The conversation we had today sparked some thoughts. As we talked about the moral responsibilities of a teacher, I reflected on the experience I had during my field placement.

One day, as my co-op and I were grading, my co-op handed me a student's draft of a memoir and said, "take a look at this." What I ended up reading, was a memoir of a girl's experience with bullying. I don't remember every detail at this point, but I do remember what was probably the biggest blow for her. As she was walking in the hallway one day, a male student behind her said something like, "No one likes you. There's no point of you being here." This is probably not the exact wording. However, I know that I whatever it was, surprised me in its brutality. I sighed as I handed back the memoir to my co-op. The girl that wrote this memoir was a sweet, friendly girl. I would have never thought that she would be a victim of bullying and that she would start questioning her existence. How sad.

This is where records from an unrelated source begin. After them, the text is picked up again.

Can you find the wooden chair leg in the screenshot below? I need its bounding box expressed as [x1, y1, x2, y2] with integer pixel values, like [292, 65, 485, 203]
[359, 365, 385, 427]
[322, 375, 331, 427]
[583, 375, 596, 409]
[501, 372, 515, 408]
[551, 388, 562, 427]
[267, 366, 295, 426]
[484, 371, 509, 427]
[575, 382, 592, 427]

My co-op seemed to brush it off at that moment-- not that she didn't recognize the weight of the matter. Looking back, I wished I would have asked how she planned to deal with this. Although, I have full confidence that my co-op dealt with it appropriately.

1 comment:

  1. This is crazy Amy! I wish your co-op would have said more at the moment it happened. I mean, I'm wondering how often it happens for her not to have done something right away, or does she just take it day by day? That is awful. I don't every think I knew anyone that was bullied in school, or it never was obvious, but I am sure there were. I guess I never thought about it as often as we talk about it in our issues and most of our Ed classes.